Among those closest to him, President John F. Kennedy did not hide his relief after East German forces, with the approval of Soviet leader Nikita Khrushchev, sealed the Berlin border in the early morning hours of August 13 in an operation of stunning speed and German efficiency.
 
After all, in many respects Kennedy had written the script for how Khrushchev had executed the operation – staying strictly within the bounds of what the U.S. President had made clear he would accept.  From the time of their meeting at the Vienna Summit two months earlier, Kennedy had been sending clear messages that he could live with a border closure in Berlin if the Soviet leader didn’t disrupt West Berlin access or freedom.
 
And during the August 13 border closure and the hours that followed, the East Germans had been careful to erect their barbed wire barriers entirely within East Berlin territory – leaving checkpoints through which allied personnel were allowed to pass.

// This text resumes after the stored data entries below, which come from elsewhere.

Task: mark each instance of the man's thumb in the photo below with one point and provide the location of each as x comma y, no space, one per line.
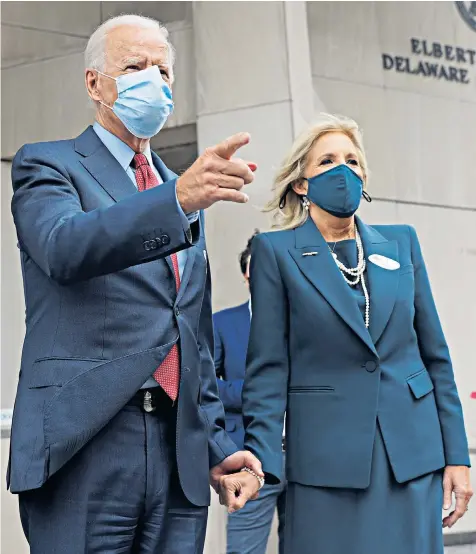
254,464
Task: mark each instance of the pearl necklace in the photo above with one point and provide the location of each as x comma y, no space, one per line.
356,274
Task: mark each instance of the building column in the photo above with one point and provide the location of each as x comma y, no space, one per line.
253,73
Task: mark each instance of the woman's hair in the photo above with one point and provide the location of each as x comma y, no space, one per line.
286,204
244,256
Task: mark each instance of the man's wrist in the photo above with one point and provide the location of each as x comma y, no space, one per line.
251,472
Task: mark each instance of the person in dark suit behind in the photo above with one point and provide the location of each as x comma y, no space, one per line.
346,341
247,529
117,421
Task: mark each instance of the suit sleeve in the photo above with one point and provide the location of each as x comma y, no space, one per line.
435,354
266,379
230,390
220,446
71,245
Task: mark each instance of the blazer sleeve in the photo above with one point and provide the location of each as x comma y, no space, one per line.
435,355
71,245
266,379
220,446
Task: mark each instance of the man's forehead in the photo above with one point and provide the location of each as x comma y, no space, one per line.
136,42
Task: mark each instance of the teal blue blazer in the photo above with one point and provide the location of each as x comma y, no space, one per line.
311,356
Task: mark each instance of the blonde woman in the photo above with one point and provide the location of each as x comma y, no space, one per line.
345,338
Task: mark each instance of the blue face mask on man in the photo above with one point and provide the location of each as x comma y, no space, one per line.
337,191
144,101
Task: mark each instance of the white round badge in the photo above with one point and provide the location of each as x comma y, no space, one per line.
383,261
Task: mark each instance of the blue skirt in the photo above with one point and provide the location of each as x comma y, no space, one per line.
386,518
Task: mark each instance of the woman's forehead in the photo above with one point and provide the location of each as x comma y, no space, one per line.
334,142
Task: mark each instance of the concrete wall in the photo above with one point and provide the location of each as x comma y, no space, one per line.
297,59
420,136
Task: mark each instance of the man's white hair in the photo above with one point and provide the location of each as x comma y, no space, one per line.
95,53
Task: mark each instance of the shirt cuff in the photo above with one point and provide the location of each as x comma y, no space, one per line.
192,217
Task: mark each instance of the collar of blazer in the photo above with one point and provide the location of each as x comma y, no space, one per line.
323,273
107,171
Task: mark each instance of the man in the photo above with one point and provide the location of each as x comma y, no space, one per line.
117,419
248,529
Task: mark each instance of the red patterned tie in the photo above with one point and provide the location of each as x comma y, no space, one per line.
168,373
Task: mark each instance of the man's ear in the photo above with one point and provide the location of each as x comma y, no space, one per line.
91,80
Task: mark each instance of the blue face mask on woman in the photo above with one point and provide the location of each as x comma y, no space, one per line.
337,191
144,101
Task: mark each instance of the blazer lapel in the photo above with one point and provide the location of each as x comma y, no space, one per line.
103,166
166,175
321,270
382,283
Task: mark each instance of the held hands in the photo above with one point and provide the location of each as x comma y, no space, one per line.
236,487
456,480
215,176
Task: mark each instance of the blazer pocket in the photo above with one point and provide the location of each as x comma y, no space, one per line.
420,383
230,425
49,372
309,389
406,269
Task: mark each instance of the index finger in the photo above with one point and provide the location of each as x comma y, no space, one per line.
229,146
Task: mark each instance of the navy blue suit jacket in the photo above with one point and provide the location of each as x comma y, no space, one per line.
311,355
232,331
102,311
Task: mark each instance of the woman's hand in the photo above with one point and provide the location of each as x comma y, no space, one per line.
237,489
456,480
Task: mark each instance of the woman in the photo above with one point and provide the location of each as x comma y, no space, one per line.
346,339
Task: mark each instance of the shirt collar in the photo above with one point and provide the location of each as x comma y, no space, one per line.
119,149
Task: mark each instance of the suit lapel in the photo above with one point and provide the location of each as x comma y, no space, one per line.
321,270
382,283
103,166
243,324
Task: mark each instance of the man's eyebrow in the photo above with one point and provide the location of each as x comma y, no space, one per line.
132,60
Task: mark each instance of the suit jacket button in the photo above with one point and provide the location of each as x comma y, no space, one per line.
371,366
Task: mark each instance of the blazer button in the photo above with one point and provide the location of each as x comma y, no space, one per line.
371,366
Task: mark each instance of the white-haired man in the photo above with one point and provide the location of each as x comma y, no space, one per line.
117,421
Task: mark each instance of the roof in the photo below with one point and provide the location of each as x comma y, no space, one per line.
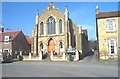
108,14
28,39
13,34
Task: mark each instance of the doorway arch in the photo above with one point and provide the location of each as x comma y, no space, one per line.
51,45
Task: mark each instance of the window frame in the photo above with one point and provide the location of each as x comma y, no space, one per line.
108,29
41,28
60,26
6,41
51,26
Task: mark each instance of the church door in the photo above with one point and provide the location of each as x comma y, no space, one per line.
51,45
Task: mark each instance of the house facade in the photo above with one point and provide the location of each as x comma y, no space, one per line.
108,35
55,31
14,42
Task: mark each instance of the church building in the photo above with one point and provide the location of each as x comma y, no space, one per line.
55,32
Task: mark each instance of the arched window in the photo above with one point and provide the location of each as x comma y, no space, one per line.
51,25
60,26
41,29
61,45
41,46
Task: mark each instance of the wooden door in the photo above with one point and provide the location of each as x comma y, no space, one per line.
51,46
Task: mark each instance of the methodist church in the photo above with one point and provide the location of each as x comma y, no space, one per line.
55,31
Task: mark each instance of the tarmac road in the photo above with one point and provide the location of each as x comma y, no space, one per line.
88,67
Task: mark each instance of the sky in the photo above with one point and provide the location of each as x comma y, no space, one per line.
21,15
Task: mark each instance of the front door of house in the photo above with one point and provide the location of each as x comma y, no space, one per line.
51,45
112,47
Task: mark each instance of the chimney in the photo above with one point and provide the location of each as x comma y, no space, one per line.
1,29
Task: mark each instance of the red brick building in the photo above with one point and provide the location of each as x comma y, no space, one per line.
14,41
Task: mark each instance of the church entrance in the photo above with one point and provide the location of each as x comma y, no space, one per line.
51,45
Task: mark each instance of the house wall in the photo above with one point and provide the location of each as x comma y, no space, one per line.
105,36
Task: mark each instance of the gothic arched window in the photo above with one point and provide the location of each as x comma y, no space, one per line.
60,26
51,25
41,28
61,45
41,46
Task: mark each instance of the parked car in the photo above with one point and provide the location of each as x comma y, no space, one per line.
5,57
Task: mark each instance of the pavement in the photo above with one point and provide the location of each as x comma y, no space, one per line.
88,67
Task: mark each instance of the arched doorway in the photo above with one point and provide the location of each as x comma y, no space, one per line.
51,45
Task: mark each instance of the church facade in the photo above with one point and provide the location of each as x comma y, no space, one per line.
54,32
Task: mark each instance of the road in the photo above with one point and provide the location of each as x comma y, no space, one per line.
88,67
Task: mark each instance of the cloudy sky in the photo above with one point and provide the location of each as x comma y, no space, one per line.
21,15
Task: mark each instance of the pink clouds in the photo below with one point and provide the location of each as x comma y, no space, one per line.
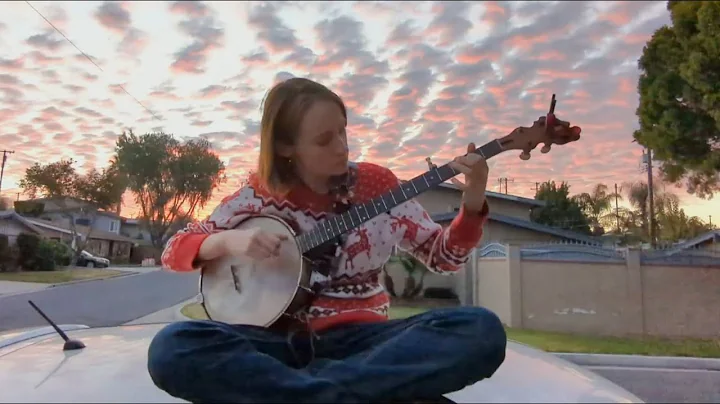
424,82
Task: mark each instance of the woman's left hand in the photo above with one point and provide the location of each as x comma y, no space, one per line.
476,172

For both Kennedy and Khrushchev, the flood of refugees out of East Germany, which the border closure was designed to stop, was more of a political inconvenience than a point of difference.
 
For Kennedy, the refugees – leaving by July at a rate often of more than 2,000 a day, reaching a total of 2.8 million since 1945 — were so destabilizing the fragile status quo of a divided Europe that they stood on the way of potential negotiations with the Soviets on a nuclear test ban and other matters Kennedy considered of greater importance than East Berliners’ freedom, which he felt he couldn’t defend anyway. For Khrushchev, addressing the refugee threat was existential: to the viability of East Germany, to Communist ideology, and to his own hold on the power.
 
In the week before the August 13 border closure, Kennedy had said to Walt Rostow, a White House economic adviser, “Khrushchev is losing East Germany. He cannot let that happen. If East Germany goes, so will Poland and all of Eastern Europe. He will have to do something to stop the flow of refugees. Perhaps a wall. And we won’t be able to prevent it.”
 
Kennedy would later say of Khrushchev to his friend and aide Kenny O’Donnell, “This is his way out of his predicament. It’s not a very nice solution, but a wall is a hell of a lot better than a war.”
 
However, if Kennedy thought he was reducing tensions with the Soviets by acquiescing to the Wall, he instead achieved the opposite.
 
Khrushchev congratulated himself on having outmaneuvered the U.S, the British and the French without military conflict, political backlash, or even the most modest of economic sanctions. His son Sergei saw him initially sigh with relief and then grow more delighted over time as he reflected upon his achievement.
 
Encouraged by Kennedy’s inaction, Khrushchev pushed his advantage. The Soviet leader reinforced East German troop positions and, on August 16, launched Soviet military maneuvers that simulated war over Berlin, which for the first time included nuclear-tipped battlefield missiles. More dramatic yet, Khrushchev announced he would break his three-year self-imposed moratorium on nuclear testing and then launched atmospheric blasts that were heard around the world from Semipalatinsk in Central Asia.
 
When he received the news after an afternoon nap, Kennedy groaned, “Fucked again.”
 
Some 14 months later, Kennedy would face the nuclear showdown over the Cuban Missile Crisis he had hoped his acquiescence in Berlin would help him avoid. Instead, it had encouraged Soviet leader Nikita Khrushchev that he could move nuclear weapons within close reach of Washington and New York with impunity.